No poema “A Implosão da mentira”, de Affonso Romano de Sant’Anna, encontro a declaração da mentira como ecos da realidade.
“Mentem, sobretudo, impune/mente. / Não mentem tristes. Alegremente /
mentem. / Mentem tão nacional/mente / que acham que mentindo história
afora / vão enganar a morte eterna/mente”.
Parece ser o que realça o poeta; aí encontro o contexto que atinge o homem em momento de pura eternidade.
“Mentem. Mentem e calam. Mas suas frases / falam. E desfilam de tal modo
nuas / que mesmo um cego pode ver / a verdade em trapos pelas ruas”.
O poema abrange duas correntes críticas: de um lado, uns caminham para a mentira e, do outro, acreditam na mentira como verdade. Affonso, com o poder de toque próprio, mostra ideias abordadas na poesia, de que o homem maneja elementos de verdade e tenta dar-lhes forma e consistência, defendendo sua sobrevivência.
“Sei que a verdade é difícil / e para alguns é clara e escura. / Mas não
se chega à verdade / pela mentira, nem à democracia / pela ditadura”.
Há lucidez entre verdades-mentiras e o poeta, na obra, concede a extensão das possibilidades de a poesia ser poesia, permanecendo entre nós as suas palavras e o lado “claro e escuro” que o torna ponto de referência para o caminho do leitor.
Affonso, no poema, como manifesto, realiza uma poesia diferente, que faz sentir o espírito de uma época; ecos da realidade que ligam a arte de escrever com a arte de viver, em processo que tem por cenário a palavra mentira, como questionamento, sem perder a capacidade de acreditar.

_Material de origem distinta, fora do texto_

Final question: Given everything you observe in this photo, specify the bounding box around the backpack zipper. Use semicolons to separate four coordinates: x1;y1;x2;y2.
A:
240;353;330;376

“Mentiram-me. Mentiram-me ontem / e hoje mentem novamente. Mentem /
de corpo e alma, completamente. / E mentem de maneira tão pungente /
que acho que mentem sinceramente”.
O poema, A Implosão da Mentira, é o estado natural que une o momento à invenção da verdade, como conversa em que a mentira assume sua nossa vivência. Ele, à sua maneira, deixa marcas sobre o contexto que nos move diariamente.
“Página branca onde escrevo. Único espaço / de verdade que me resta. Onde
transcrevo / o arroubo, a esperança, e onde tarde / ou cedo deposito meu
espanto e medo. / Para tanta mentira só mesmo um poema / explosivo –
conotativo / onde o advérbio e o adjetivo não mentem / ao substantivo /
e a rima arrebenta a frase / numa explosão da verdade. // E a mentira
repulsiva se não explode pra fora / pra dentro explode / implosiva”.
Ecos da realidade reflete a poesia de Sant’Anna, sensivelmente estruturada em relação à consciência e à vivência, permitindo ver a realidade e a natural reação ante a mentira. É poesia de pequenas/grandes verdades, vivíssima e atuante no leitor. Revela as mentiras reconhecidas pelo poder: o tempo dando vazão aos acontecimentos e nos ensinando a sobreviver.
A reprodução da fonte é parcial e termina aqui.